Foi Luís Montenegro que teve a ideia? Foi alguém que lha sugeriu? Até estou a imaginar o diálogo: 'ó senhor primeiro-ministro, sabe o que é que impactava? Era ir ali até ao rio, enfiar-se num barco e mostrar-se com um ar preocupado a olhar para a água. Era capaz de ser giro. Vai o estagiário consigo e faz uns bonecos para as redes sociais'. 'Porreiro, pá'. O diálogo pode ser parte de um sketch dos Gato Fedorento, mas terá acontecido na realidade. Ou então saiu tudo da cabeça do primeiro-ministro. Seja como for, foi assustador. Foi despropositado, foi grotesco.

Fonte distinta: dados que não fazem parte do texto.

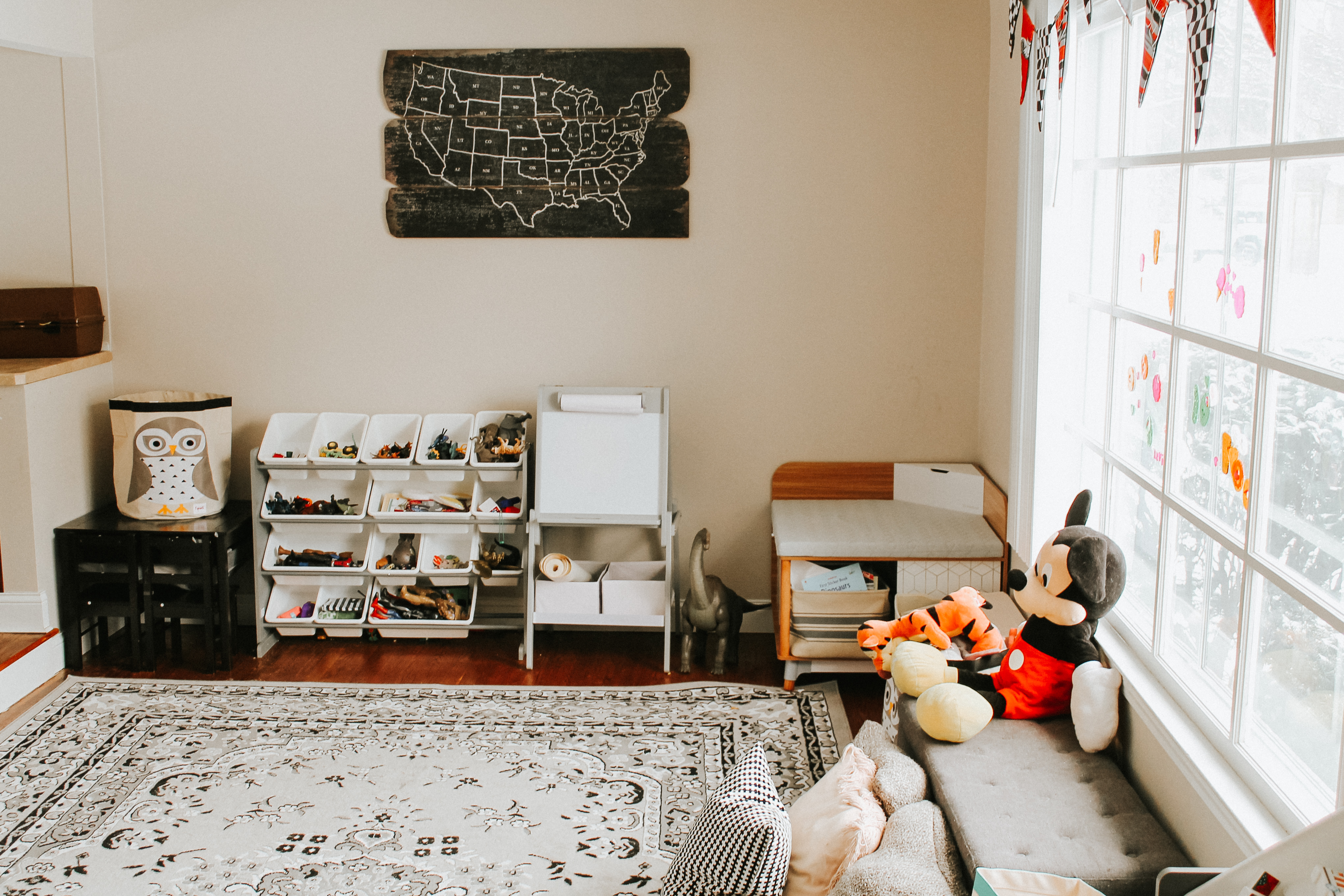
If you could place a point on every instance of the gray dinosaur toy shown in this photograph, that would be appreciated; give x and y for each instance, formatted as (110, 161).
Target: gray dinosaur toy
(711, 606)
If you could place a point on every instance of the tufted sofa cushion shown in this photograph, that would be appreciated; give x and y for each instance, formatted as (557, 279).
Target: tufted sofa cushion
(1025, 796)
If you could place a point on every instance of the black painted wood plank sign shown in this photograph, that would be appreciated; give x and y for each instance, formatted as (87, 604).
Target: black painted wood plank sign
(537, 143)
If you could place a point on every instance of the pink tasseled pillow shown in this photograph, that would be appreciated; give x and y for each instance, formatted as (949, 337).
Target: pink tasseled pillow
(836, 823)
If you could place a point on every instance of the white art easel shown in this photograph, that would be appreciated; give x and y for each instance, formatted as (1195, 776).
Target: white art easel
(598, 469)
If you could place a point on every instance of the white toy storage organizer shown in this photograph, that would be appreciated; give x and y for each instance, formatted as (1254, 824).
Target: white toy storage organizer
(603, 461)
(370, 534)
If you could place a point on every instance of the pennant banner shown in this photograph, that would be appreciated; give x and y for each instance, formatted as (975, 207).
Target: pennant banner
(1201, 33)
(1014, 14)
(1042, 70)
(1029, 33)
(1062, 36)
(1264, 11)
(1152, 33)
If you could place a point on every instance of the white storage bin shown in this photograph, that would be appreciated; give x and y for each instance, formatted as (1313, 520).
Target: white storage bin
(287, 433)
(382, 543)
(318, 538)
(500, 468)
(421, 628)
(441, 544)
(635, 589)
(417, 483)
(456, 426)
(287, 597)
(494, 491)
(343, 429)
(386, 429)
(572, 597)
(500, 578)
(318, 489)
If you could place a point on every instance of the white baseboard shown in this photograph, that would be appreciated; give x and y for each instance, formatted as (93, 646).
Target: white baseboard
(30, 671)
(25, 612)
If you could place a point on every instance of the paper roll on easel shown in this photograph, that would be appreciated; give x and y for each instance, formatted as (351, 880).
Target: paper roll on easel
(585, 404)
(557, 567)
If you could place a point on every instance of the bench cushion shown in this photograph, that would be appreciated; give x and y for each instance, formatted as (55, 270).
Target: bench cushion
(880, 530)
(1025, 796)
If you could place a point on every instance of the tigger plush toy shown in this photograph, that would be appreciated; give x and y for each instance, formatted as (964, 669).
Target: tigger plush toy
(1053, 663)
(960, 613)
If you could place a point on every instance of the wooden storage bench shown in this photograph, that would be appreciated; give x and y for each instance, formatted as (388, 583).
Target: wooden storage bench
(849, 512)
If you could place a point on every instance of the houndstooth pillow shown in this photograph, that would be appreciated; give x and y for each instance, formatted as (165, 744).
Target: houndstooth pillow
(740, 844)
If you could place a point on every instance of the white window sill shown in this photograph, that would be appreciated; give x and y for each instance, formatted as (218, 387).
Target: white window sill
(1246, 820)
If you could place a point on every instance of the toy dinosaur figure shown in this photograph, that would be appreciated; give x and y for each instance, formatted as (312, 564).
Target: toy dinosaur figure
(711, 606)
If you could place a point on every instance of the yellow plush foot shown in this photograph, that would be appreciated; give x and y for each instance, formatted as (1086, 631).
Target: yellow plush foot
(953, 712)
(916, 667)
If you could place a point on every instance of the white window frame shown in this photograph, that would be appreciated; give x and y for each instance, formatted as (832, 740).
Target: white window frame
(1252, 810)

Enfiar-se numa operação de buscas, enquanto as famílias das vítimas mortais estão em choque, em negação, a acreditar num milagre ou então a tentar lidar com a perda súbita dos seus entes queridos, em prol de um momento mediático, é incompreensível. Que Luís Montenegro tivesse ido até ao local, falado com as autoridades, inteirar-se da operação, falado depois à comunicação social, tudo bem. É a função de um chefe de governo. Que tenha tido esta ideia, que a tenha concretizado, que até tenha reagido de forma defensiva quando confrontado com as críticas, é que me parece mais incompreensível.

Ou então, não. Ou então Luís Montenegro, que as altas instâncias do comentarismo português criticam, que as grandes figuretas da bolha mediática sempre desprezaram e desvalorizaram, que foi apelidado de "rural" pelo próprio presidente da República, sabe mais disto de olhos fechados do que dois Costas de olhos abertos.

Num País em que parte substancial da população adora abrandar na auto-estrada e ficar a apreciar um acidente de viação, olhar para obras durante horas a fio, filmar pessoas a levar cornadas em "tradições" dantescas com animais, atirar foguetes em época de incêndios, captar para a posteridade fogos florestais e desgraças afins, não é de espantar que, nas redes sociais (sobretudo no Facebook, que ainda é a melhor plataforma para auscultar a opinião do português médio) muitos tenham aplaudido esta performance de Luís Montenegro. Afinal, o povo gosta é disto e, Luís Montenegro, o rural, parece perceber o povo melhor do que muitos gostariam de acreditar.

* "lelé da cuca" foi a expressão usada por Marcelo Rebelo de Sousa, num texto jocoso publicado no "Expresso", para se referir a Francisco Pinto Balsemão, fundador do semanário. A brincadeira terá contribuído para o deteriorar da relação entre os dois.